# Wow just wow



## budders (May 19, 2013)

Keep dreaming


----------



## SchmitzPlumbing (May 5, 2014)

when can we get a "i dont thank you" icon to click on?


----------



## Redwood (Sep 8, 2008)

Looks like something a Hood Rat would wear...:laughing:


----------



## sparky (Jan 8, 2014)

Redwood said:


> Looks like something a Hood Rat would wear...:laughing:


Ordered the wife a hoodie and t-shirt that said,"this girl loves her plumber" she loved it:thumbup:


----------



## KoleckeINC (Oct 22, 2011)

??? Fitters do some cool stuff with stainless and a welder. Lots of math. I'd love to be the guy Welding stainless for liquid chocolate. Pipe it right into the truck. Mmmmmmmmmm


----------



## dclarke (Dec 22, 2012)

I've always been told a plumber can fit but a fitter can't plumb. So to me plumber > fitter.


----------



## Flyout95 (Apr 13, 2012)

Fitters use "precision" as an excuse for 4 or them to stand around and wear welding gloves while they talk about what tranny hooker they'll pay for next.


----------



## plumbdrum (Nov 30, 2013)

Flyout95 said:


> Fitters use "precision" as an excuse for 4 or them to stand around and wear welding gloves while they talk about what tranny hooker they'll pay for next.
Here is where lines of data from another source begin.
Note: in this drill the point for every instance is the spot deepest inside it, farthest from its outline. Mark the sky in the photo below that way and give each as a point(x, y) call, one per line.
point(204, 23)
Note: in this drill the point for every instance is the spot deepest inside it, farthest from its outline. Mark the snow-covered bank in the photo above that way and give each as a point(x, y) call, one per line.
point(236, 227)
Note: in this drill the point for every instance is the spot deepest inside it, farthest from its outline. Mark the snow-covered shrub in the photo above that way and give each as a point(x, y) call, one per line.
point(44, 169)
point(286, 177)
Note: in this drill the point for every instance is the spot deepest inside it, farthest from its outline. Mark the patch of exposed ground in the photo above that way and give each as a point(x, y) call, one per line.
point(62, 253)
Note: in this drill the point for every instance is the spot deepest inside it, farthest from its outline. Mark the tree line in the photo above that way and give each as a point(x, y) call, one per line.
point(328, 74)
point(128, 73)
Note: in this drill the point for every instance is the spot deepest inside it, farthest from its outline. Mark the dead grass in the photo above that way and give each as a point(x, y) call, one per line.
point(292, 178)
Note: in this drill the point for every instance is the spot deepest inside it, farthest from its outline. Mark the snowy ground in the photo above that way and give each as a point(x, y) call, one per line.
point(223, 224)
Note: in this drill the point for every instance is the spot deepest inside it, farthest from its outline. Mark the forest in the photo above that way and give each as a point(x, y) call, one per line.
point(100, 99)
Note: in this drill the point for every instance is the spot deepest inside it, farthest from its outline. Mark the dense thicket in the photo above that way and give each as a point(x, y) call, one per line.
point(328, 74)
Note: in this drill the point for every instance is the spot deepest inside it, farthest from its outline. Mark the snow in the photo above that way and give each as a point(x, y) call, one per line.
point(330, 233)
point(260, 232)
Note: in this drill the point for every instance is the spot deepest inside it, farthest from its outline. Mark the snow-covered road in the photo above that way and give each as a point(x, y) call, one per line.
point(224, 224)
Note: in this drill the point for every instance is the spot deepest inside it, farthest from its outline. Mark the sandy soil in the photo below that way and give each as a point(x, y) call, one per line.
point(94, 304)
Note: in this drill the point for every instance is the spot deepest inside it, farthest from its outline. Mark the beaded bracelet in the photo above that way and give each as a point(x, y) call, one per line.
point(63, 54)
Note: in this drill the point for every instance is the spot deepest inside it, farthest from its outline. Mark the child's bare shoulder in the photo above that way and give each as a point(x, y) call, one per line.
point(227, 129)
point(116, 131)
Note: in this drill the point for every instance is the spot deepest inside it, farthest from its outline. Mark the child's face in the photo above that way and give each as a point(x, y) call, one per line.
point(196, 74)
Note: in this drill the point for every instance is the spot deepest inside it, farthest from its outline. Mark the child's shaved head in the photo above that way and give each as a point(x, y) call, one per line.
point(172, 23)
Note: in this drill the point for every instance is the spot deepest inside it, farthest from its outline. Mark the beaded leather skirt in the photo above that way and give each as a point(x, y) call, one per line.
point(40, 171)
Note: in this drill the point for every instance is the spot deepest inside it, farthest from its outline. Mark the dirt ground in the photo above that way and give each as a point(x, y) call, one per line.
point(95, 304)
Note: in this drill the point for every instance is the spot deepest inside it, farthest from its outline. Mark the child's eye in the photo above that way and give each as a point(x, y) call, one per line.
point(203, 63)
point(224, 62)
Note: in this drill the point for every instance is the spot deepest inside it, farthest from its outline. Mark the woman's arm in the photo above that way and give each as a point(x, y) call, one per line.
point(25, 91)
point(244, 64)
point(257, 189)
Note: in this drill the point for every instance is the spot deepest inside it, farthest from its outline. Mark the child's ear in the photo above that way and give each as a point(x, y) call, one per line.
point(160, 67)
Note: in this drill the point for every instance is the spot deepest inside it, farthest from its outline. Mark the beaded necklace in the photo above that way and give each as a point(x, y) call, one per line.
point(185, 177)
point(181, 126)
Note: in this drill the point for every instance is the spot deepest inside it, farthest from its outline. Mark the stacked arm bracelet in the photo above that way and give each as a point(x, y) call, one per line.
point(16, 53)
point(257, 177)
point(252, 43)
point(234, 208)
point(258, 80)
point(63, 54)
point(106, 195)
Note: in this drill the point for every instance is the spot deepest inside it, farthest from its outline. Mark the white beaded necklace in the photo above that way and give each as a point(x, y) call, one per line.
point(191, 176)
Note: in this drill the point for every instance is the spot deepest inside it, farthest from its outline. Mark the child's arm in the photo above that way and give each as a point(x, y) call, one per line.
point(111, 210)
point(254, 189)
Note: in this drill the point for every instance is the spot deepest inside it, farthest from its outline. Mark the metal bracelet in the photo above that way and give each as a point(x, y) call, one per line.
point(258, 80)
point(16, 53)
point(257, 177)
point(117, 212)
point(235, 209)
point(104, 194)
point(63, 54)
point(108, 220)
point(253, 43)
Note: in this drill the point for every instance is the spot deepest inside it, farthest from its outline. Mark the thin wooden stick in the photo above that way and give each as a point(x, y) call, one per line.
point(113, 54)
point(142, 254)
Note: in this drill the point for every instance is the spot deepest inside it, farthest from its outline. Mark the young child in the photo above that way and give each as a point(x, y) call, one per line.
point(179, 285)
Your a sick man, and I love it


----------



## Rando (Dec 31, 2012)

Should say, "Pipefitters were created because everyone can't pass the Journeyman test".


----------



## SW Florida (Jan 10, 2015)

Its ok, plumbers have the shirt that says "Plumbers lay the best pipe!".


----------



## sparky (Jan 8, 2014)

Pipe fitters are plumbers that have had their brains beat out:yes::yes::laughing::laughing:


----------